Il est rejoint par le jeune scientifique Tony Shu , dont les recherches doctorales ont façonné et servi de base à l'article récemment publié. « Lorsque j'ai rejoint le laboratoire du MIT, de nombreuses perspectives s'ouvraient, mais durant mon master et mon doctorat, nous avons fait de grands progrès », se souvient-il. Les essais cliniques ont porté sur deux personnes amputées au-dessus du genou. Au départ, les scientifiques étaient prudents, cherchant uniquement à restaurer la marche et la mobilité de base, mais au fil du temps, ils ont constaté que les participants étaient capables d'effectuer des tâches plus complexes.
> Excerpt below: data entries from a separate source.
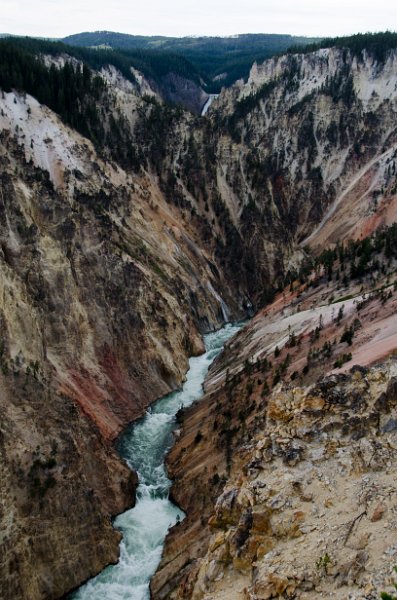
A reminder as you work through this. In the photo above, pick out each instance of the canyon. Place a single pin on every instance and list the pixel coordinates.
(118, 254)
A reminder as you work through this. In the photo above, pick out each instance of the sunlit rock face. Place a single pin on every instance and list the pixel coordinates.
(113, 261)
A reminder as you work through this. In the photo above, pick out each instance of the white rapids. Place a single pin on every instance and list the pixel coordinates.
(144, 527)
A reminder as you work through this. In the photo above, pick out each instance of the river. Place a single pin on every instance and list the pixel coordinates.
(144, 446)
(208, 103)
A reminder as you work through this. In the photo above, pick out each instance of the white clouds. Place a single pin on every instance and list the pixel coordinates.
(56, 18)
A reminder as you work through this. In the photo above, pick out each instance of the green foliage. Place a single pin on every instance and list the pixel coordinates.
(377, 45)
(228, 58)
(71, 91)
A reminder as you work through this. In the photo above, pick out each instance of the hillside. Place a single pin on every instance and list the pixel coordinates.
(220, 60)
(129, 227)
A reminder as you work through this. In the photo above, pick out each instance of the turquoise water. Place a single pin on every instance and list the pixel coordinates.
(144, 527)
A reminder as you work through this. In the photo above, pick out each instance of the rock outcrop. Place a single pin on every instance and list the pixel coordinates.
(117, 253)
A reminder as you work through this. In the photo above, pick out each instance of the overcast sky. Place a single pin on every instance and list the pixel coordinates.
(57, 18)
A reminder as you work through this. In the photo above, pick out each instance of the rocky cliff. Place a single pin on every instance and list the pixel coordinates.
(122, 243)
(285, 468)
(104, 292)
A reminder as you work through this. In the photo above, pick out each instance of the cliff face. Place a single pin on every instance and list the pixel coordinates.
(104, 292)
(285, 467)
(114, 257)
(307, 509)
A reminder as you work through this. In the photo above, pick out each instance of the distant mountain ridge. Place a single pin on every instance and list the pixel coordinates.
(220, 60)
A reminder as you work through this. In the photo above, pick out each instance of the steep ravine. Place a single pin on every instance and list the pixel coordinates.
(143, 447)
(116, 256)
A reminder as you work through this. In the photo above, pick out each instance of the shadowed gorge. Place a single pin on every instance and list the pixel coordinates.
(130, 227)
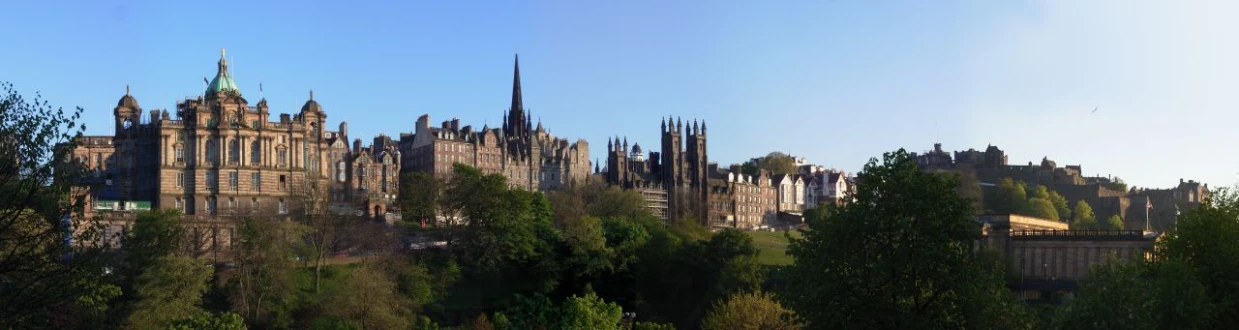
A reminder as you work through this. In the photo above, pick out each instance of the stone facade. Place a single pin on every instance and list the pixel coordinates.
(218, 155)
(695, 187)
(1152, 209)
(529, 158)
(1050, 259)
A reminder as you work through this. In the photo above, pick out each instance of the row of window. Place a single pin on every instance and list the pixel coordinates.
(233, 180)
(255, 153)
(211, 207)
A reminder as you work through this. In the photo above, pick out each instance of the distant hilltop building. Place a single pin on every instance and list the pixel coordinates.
(529, 156)
(1155, 209)
(217, 155)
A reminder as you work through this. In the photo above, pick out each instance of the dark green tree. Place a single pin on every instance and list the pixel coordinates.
(1207, 240)
(1064, 212)
(368, 299)
(210, 320)
(1138, 294)
(419, 196)
(1083, 217)
(900, 257)
(262, 283)
(1040, 207)
(750, 312)
(590, 312)
(40, 276)
(169, 289)
(1114, 222)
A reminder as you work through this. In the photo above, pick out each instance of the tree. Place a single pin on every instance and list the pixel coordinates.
(39, 269)
(1009, 196)
(1083, 217)
(169, 289)
(322, 231)
(900, 257)
(1206, 240)
(262, 283)
(1139, 294)
(1114, 222)
(1040, 207)
(368, 299)
(210, 320)
(750, 312)
(155, 235)
(969, 186)
(1037, 191)
(590, 312)
(419, 196)
(1064, 212)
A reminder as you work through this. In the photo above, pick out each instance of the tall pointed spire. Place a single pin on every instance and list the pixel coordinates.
(518, 107)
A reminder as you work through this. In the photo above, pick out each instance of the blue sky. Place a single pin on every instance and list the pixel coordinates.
(834, 81)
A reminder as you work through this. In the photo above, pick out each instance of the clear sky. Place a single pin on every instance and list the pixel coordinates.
(834, 81)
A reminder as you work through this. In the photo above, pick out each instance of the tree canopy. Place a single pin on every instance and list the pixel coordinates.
(900, 257)
(1083, 217)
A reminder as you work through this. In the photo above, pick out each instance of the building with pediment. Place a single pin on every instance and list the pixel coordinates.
(218, 155)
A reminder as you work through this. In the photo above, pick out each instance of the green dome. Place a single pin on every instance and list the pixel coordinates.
(223, 81)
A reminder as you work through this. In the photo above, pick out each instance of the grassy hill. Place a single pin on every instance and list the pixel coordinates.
(773, 246)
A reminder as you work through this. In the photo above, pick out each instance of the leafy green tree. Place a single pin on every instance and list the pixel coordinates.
(155, 235)
(1139, 294)
(642, 325)
(533, 313)
(1064, 212)
(1083, 217)
(262, 284)
(750, 312)
(210, 320)
(968, 186)
(1206, 240)
(1040, 207)
(169, 289)
(419, 196)
(1009, 196)
(590, 312)
(496, 223)
(1114, 222)
(1037, 191)
(900, 257)
(587, 252)
(40, 276)
(368, 299)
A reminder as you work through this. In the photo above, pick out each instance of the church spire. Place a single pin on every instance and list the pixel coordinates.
(518, 107)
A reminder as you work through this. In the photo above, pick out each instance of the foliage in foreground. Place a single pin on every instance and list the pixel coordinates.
(898, 257)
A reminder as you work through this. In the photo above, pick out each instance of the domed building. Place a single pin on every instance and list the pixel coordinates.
(217, 155)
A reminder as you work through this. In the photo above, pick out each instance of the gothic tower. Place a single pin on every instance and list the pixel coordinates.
(673, 165)
(516, 119)
(698, 164)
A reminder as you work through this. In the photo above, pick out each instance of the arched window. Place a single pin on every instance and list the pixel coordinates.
(212, 149)
(234, 151)
(255, 153)
(340, 171)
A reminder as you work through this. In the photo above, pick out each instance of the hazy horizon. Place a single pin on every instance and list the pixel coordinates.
(836, 82)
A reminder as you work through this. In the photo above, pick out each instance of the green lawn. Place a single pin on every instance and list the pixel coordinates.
(773, 246)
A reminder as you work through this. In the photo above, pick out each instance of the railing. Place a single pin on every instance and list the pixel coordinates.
(1077, 233)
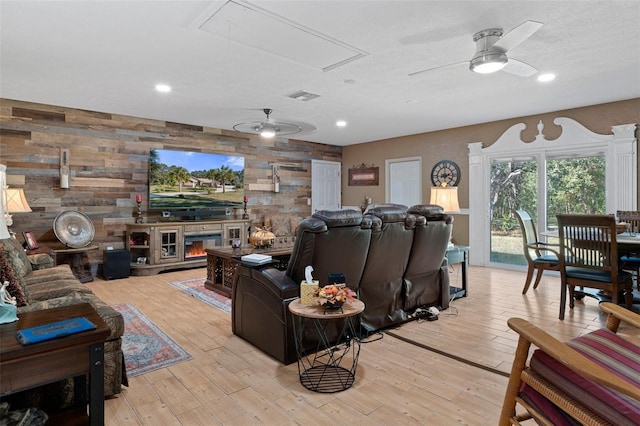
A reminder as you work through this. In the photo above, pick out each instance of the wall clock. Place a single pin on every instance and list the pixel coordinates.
(445, 171)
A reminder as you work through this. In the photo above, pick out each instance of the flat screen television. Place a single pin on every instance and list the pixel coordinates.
(188, 180)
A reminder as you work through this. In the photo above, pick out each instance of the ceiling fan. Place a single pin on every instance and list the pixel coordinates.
(268, 128)
(491, 51)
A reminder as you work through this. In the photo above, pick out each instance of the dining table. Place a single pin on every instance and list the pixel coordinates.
(627, 242)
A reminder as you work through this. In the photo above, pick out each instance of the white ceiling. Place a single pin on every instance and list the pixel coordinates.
(108, 55)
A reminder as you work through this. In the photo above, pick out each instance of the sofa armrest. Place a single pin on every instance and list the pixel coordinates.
(260, 312)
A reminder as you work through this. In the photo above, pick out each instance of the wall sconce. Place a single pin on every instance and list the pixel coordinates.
(445, 197)
(64, 168)
(276, 179)
(14, 202)
(4, 232)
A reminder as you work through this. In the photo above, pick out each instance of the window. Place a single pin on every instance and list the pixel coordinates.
(580, 171)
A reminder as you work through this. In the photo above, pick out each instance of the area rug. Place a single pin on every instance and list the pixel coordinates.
(146, 348)
(195, 288)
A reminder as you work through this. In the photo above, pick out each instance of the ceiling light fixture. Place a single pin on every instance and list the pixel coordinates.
(546, 77)
(268, 128)
(488, 58)
(488, 62)
(163, 88)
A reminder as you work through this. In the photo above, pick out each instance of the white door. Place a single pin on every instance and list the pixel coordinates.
(325, 185)
(404, 181)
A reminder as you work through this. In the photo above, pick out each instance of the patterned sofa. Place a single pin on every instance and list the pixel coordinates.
(37, 284)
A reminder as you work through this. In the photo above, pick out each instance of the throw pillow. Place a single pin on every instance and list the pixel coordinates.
(15, 288)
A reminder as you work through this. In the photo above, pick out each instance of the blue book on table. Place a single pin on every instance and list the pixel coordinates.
(53, 330)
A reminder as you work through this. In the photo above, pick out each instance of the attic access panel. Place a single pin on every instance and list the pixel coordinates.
(258, 28)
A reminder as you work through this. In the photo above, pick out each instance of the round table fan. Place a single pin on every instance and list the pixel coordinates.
(74, 229)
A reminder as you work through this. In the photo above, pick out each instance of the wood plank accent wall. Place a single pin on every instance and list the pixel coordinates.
(109, 159)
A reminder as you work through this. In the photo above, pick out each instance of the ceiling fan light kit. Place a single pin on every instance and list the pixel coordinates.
(488, 58)
(268, 128)
(488, 62)
(492, 46)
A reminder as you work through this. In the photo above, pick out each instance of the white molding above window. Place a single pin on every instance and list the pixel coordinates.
(619, 149)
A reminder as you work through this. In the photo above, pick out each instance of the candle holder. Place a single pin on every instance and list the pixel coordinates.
(245, 215)
(139, 219)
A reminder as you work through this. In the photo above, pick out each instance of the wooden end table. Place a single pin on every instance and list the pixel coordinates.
(223, 262)
(459, 254)
(330, 364)
(26, 367)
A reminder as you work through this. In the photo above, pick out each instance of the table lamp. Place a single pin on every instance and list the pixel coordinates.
(447, 198)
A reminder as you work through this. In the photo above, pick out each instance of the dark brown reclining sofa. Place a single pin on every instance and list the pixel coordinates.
(393, 257)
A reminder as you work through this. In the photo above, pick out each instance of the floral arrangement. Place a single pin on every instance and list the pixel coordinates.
(334, 295)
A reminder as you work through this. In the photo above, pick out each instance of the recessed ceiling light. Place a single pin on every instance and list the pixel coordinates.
(546, 77)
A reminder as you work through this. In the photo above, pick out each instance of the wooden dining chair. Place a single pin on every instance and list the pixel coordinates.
(631, 261)
(589, 258)
(540, 256)
(590, 380)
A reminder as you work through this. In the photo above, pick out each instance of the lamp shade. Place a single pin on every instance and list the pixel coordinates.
(445, 197)
(15, 201)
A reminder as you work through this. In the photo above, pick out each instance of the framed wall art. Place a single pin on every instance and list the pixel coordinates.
(363, 176)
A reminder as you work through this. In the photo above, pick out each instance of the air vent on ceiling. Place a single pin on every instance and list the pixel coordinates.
(303, 96)
(253, 26)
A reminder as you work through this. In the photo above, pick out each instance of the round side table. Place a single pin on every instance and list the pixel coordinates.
(327, 345)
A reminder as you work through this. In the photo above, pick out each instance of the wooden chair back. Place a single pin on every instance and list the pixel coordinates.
(589, 241)
(589, 257)
(529, 234)
(630, 217)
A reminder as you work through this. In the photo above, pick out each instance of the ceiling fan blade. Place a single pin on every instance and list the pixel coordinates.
(413, 74)
(519, 68)
(518, 35)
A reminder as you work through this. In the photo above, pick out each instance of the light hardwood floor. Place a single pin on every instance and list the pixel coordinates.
(229, 382)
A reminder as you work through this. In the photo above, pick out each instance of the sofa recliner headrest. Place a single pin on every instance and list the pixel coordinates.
(389, 212)
(431, 212)
(339, 218)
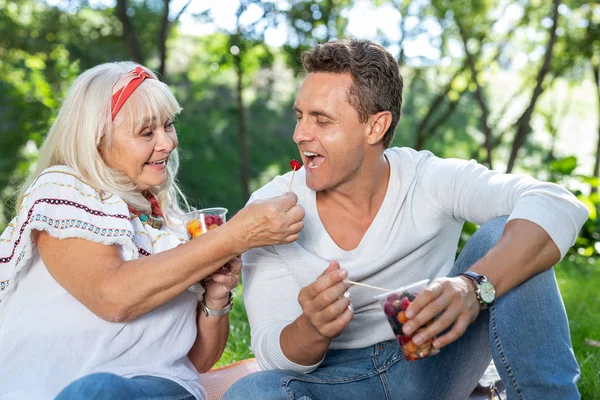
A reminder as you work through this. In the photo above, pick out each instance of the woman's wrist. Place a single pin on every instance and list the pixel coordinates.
(216, 302)
(215, 309)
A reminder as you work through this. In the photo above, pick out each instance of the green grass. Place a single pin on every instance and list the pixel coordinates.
(579, 282)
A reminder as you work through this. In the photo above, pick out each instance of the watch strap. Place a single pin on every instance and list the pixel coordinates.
(209, 312)
(478, 279)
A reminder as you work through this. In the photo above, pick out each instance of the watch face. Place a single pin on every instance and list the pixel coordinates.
(487, 292)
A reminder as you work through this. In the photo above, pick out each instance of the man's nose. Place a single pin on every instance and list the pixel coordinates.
(302, 132)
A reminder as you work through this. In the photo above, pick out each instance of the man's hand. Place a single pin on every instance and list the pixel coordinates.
(324, 304)
(454, 300)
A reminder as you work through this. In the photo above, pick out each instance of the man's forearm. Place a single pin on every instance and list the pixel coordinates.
(524, 250)
(302, 344)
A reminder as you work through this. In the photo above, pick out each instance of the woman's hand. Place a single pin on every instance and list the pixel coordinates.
(267, 222)
(220, 283)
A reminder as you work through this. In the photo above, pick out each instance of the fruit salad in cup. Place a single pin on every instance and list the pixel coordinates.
(201, 221)
(394, 306)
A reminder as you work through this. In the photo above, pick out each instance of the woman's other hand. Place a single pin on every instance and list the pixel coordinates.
(220, 283)
(267, 222)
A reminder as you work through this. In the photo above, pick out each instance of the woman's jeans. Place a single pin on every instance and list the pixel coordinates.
(104, 386)
(526, 332)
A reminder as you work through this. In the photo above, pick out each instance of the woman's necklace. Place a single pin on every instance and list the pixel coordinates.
(156, 219)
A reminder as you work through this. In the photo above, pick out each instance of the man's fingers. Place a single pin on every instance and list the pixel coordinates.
(424, 298)
(336, 326)
(445, 320)
(430, 304)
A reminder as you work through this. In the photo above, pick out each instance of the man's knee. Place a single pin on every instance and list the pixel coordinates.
(257, 386)
(486, 236)
(91, 386)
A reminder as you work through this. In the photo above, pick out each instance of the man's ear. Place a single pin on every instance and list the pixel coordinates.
(378, 124)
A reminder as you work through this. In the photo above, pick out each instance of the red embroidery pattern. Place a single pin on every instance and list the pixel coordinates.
(4, 260)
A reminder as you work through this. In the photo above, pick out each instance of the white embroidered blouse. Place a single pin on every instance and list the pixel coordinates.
(47, 338)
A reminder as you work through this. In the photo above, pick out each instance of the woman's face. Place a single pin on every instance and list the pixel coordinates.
(143, 155)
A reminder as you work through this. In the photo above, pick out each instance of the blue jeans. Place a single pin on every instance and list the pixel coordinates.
(105, 386)
(526, 332)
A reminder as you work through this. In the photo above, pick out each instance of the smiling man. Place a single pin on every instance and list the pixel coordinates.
(392, 216)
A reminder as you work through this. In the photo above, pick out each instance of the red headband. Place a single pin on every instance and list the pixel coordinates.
(136, 76)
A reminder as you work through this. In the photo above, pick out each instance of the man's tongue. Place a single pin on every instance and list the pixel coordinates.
(316, 161)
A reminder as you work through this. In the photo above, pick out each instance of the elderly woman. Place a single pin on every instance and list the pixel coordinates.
(95, 269)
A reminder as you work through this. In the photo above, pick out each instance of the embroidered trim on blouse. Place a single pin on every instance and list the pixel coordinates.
(4, 260)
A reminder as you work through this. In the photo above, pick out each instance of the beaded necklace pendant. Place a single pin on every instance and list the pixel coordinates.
(155, 220)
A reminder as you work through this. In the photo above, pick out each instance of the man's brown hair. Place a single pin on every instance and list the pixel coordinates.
(376, 80)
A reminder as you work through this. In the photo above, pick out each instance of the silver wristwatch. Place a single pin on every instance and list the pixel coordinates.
(485, 291)
(209, 312)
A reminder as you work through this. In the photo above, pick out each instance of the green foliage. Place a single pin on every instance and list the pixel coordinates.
(588, 241)
(238, 345)
(579, 279)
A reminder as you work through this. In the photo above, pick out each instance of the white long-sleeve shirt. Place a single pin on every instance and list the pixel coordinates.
(413, 236)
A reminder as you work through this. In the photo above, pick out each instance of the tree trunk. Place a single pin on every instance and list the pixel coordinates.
(596, 70)
(135, 50)
(244, 163)
(480, 97)
(523, 123)
(162, 41)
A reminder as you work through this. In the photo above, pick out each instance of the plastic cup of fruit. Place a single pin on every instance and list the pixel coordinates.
(394, 305)
(201, 221)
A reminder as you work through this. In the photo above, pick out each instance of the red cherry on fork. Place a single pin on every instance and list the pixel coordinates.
(295, 165)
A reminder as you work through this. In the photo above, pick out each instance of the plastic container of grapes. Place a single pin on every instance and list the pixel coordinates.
(394, 305)
(201, 221)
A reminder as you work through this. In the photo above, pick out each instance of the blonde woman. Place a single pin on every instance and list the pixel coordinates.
(95, 268)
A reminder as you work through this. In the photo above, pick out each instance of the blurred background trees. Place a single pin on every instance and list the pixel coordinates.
(512, 84)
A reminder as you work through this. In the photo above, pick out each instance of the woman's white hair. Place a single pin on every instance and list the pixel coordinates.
(84, 127)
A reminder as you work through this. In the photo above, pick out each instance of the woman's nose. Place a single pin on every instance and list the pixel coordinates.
(166, 141)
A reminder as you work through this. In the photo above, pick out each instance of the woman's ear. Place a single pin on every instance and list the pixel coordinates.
(379, 124)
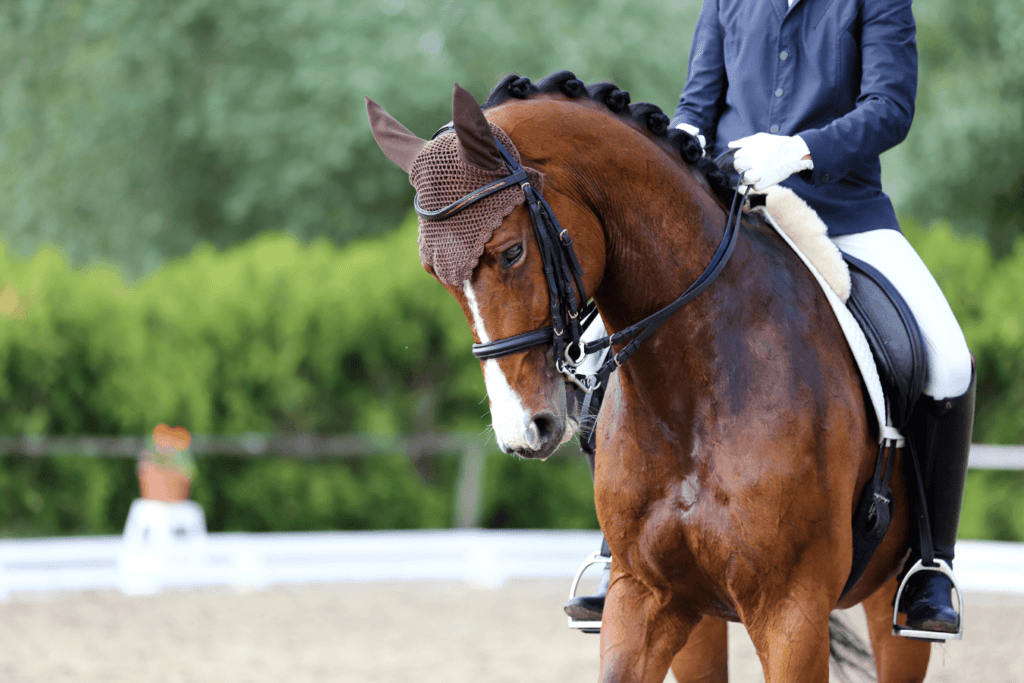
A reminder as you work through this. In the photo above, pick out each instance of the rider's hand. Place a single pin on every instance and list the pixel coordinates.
(692, 130)
(764, 160)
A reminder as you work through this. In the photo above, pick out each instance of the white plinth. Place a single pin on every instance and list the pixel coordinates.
(163, 544)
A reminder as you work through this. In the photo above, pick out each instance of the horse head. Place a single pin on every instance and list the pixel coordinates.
(485, 253)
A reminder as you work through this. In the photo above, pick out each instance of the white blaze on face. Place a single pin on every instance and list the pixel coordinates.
(508, 417)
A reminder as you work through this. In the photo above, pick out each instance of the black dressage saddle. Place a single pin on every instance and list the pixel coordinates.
(899, 352)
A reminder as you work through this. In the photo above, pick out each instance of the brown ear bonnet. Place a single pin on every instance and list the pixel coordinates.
(454, 246)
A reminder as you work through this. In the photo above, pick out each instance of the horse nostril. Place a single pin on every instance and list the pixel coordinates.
(540, 431)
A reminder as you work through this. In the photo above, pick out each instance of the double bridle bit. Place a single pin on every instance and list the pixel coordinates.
(570, 313)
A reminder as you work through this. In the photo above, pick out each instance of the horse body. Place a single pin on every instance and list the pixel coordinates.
(731, 446)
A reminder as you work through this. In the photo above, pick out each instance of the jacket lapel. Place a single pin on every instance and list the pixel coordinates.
(780, 7)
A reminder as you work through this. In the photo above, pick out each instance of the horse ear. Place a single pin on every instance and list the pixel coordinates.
(476, 142)
(396, 141)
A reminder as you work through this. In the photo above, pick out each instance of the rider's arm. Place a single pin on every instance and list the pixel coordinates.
(706, 82)
(884, 109)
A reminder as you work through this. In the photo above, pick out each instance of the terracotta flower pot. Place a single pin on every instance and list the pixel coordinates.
(162, 483)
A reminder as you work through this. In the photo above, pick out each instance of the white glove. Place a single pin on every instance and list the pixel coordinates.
(694, 131)
(764, 160)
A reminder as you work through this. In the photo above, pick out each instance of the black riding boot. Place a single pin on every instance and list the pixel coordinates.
(941, 431)
(590, 607)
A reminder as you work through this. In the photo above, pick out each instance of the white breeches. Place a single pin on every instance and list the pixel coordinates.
(948, 357)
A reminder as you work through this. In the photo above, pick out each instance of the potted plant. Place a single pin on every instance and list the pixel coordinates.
(166, 468)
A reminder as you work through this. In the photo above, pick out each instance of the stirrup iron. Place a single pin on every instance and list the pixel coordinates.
(941, 566)
(586, 626)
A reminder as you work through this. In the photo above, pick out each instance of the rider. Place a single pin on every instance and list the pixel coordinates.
(809, 93)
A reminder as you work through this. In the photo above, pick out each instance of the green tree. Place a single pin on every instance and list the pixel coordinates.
(132, 130)
(963, 159)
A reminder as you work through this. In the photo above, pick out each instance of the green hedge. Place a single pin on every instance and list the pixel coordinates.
(273, 336)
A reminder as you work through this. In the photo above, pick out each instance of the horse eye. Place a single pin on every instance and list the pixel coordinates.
(511, 255)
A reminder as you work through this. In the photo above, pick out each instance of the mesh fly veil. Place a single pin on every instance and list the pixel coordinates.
(454, 246)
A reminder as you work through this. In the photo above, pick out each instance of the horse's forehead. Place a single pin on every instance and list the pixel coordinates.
(453, 247)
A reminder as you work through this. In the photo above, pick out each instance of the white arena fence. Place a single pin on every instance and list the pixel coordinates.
(183, 555)
(470, 449)
(248, 561)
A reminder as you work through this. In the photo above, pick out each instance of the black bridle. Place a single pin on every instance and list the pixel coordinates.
(569, 312)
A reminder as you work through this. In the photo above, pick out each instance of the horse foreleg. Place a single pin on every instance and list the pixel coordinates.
(639, 634)
(705, 657)
(897, 659)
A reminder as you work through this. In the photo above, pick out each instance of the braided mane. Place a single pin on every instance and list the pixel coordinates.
(645, 116)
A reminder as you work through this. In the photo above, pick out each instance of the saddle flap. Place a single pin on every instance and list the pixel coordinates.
(893, 334)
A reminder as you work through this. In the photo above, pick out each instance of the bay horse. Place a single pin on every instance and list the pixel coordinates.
(732, 445)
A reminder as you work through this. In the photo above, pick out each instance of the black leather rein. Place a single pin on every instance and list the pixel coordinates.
(564, 278)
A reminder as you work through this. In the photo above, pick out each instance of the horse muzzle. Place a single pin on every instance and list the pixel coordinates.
(542, 433)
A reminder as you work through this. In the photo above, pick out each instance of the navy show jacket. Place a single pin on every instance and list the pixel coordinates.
(842, 74)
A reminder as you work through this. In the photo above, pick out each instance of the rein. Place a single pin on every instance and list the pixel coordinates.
(564, 278)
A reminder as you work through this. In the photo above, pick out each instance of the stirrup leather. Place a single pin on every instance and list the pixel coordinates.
(594, 558)
(941, 566)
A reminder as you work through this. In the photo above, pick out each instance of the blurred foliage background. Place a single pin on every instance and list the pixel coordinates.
(199, 229)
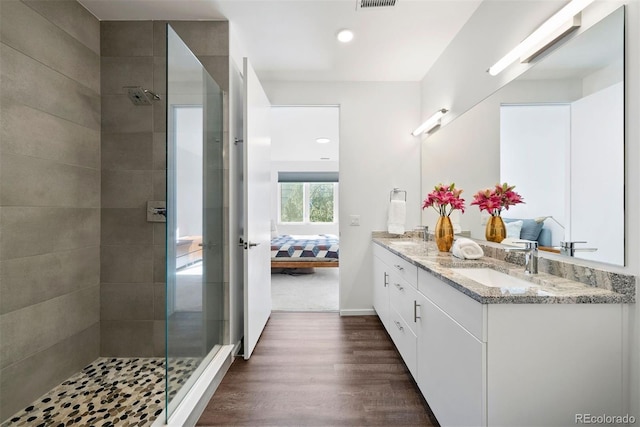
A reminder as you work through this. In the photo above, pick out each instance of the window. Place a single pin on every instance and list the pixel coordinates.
(306, 202)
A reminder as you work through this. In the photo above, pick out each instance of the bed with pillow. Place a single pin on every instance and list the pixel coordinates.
(528, 229)
(304, 251)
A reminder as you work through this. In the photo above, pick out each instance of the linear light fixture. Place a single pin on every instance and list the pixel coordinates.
(430, 123)
(553, 29)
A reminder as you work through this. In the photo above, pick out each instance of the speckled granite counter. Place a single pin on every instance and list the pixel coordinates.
(545, 289)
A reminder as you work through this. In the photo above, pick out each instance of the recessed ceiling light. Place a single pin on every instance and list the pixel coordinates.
(345, 36)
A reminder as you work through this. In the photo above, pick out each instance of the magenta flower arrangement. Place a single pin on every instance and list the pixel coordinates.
(444, 199)
(493, 200)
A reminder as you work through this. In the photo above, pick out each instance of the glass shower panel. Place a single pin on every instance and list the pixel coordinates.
(195, 308)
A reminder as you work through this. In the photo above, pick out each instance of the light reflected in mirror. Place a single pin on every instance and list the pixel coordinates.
(560, 128)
Dans chaque cas, le système OMP a permis une mobilité supérieure dans divers mouvements des jambes en situation réelle. Les patients ont pu se déplacer avec un naturel qui semblait auparavant inaccessible, comme marcher sur un terrain accidenté, se lever d'une chaise en douceur ou taper dans un ballon . Même avec une seule articulation motorisée, les volontaires ont déclaré : « J'ai l'impression que la prothèse fait partie intégrante de mon corps. »
Imitez la puissance musculaire humaineLe système est équipé de moteurs alimentés par des batteries lithium-ion. Cela permet à la prothèse motorisée de générer une force, facilitant ainsi des activités comme monter des escaliers. Ce résultat est obtenu en imitant la fonction musculaire, permettant des mouvements plus agiles et volontaires. « Nous avons été les premiers à intégrer la chirurgie neuromusculaire, un implant ostéointégré et un contrôleur robotique dans un seul système », explique Tony Shu.
L'une des principales limites de la prothèse est qu'elle n'implique que le genou . La jambe humaine est bien plus que cela, car la cheville et le pied effectuent également des mouvements complexes. « Elle n'inclut pas ces degrés de liberté supplémentaires », reconnaît le jeune chercheur.
Bien que l'invention rencontre encore certains défis, les chercheurs sont optimistes. Les systèmes qui s'intègrent directement au corps, comme l'OMP, qui relie os, muscles et nerfs, marquent peut-être le début d'une nouvelle génération de dispositifs. Un type de prothèse qui non seulement restaure la mobilité, mais restaure également une part essentielle de l'expérience humaine.
Pour Hugh Herr, le prochain défi consiste à perfectionner la lecture des signaux musculaires, car ils utilisent actuellement des électrodes implantées pour comprendre les intentions de l'utilisateur. « À l'avenir, nous prévoyons d'utiliser des capteurs magnétiques sur la peau », explique-t-il. L'objectif est de mesurer le mouvement et la force musculaires avec plus de précision.
« Si vous cherchez une analogie, pensez à la Formule 1 ou à l'exploration spatiale. Ces domaines repoussent les limites de la technologie, et ces avancées profitent ensuite au consommateur moyen. Nous ne pensons pas que cette prothèse sera un jour commercialisée, mais nous sommes convaincus que plusieurs de ses composants le seront », conclut Shu.